Harnessing Large Language Models for Knowledge Graph Question Answering via Adaptive Multi-Aspect Retrieval-Augmentation
Derong Xu, Xinhang Li, Ziheng Zhang, Zhenxi Lin, Zhihong Zhu, Zhi Zheng, Xian Wu, Xiangyu Zhao, Tong Xu, Enhong Chen
TL;DR
This work introduces Amar, an adaptive multi-aspect retrieval-augmented KGQA framework that leverages entities, relations, and subgraphs from knowledge graphs as prompt embeddings. It deploys two novel modules—self-alignment to fuse cross-aspect information and relevance gating to softly filter retrieved data—along with a query-refinement stage to produce executable S-expressions converted to SPARQL for KG answers. Empirical results on WebQSP and CWQ demonstrate state-of-the-art accuracy and substantial improvements in logical-form generation compared to direct-context baselines and 22 strong competitors.

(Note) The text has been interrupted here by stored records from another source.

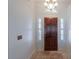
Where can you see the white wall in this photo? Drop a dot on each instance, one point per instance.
(21, 18)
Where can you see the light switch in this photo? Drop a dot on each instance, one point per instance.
(19, 37)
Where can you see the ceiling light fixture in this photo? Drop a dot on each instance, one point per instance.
(51, 4)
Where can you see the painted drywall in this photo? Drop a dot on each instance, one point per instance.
(63, 12)
(21, 18)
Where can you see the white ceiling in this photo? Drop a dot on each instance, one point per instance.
(62, 4)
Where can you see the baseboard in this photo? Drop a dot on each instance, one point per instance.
(31, 54)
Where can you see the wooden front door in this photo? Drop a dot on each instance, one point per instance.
(50, 34)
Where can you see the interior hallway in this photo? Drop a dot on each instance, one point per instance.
(24, 16)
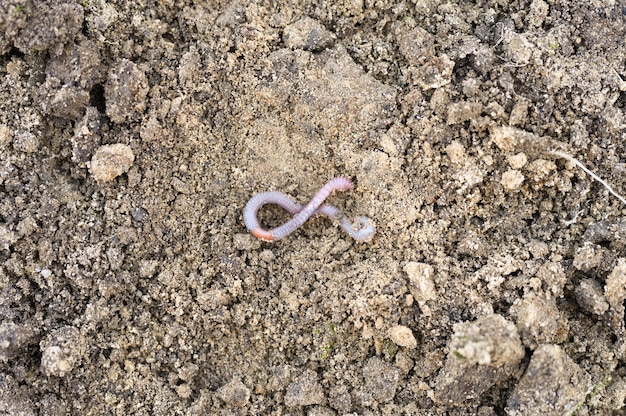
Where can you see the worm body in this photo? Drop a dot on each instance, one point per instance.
(303, 213)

The approach reduces noise from long retrievals, enables efficient fine-tuning via LoRA, and shows robust performance across LLM backbones, signaling practical impact for reliable KG reasoning in real-world QA systems.
Abstract
Large Language Models (LLMs) demonstrate remarkable capabilities, yet struggle with hallucination and outdated knowledge when tasked with complex knowledge reasoning, resulting in factually incorrect outputs. Previous studies have attempted to mitigate it by retrieving factual knowledge from large-scale knowledge graphs (KGs) to assist LLMs in logical reasoning and prediction of answers. However, this kind of approach often introduces noise and irrelevant data, especially in situations with extensive context from multiple knowledge aspects. In this way, LLM attention can be potentially mislead from question and relevant information. In our study, we introduce an Adaptive Multi-Aspect Retrieval-augmented over KGs (Amar) framework. This method retrieves knowledge including entities, relations, and subgraphs, and converts each piece of retrieved text into prompt embeddings. The Amar framework comprises two key sub-components: 1) a self-alignment module that aligns commonalities among entities, relations, and subgraphs to enhance retrieved text, thereby reducing noise interference; 2) a relevance gating module that employs a soft gate to learn the relevance score between question and multi-aspect retrieved data, to determine which information should be used to enhance LLMs' output, or even filtered altogether. Our method has achieved state-of-the-art performance on two common datasets, WebQSP and CWQ, showing a 1.9\% improvement in accuracy over its best competitor and a 6.6\% improvement in logical form generation over a method that directly uses retrieved text as context prompts. These results demonstrate the effectiveness of Amar in improving the reasoning of LLMs.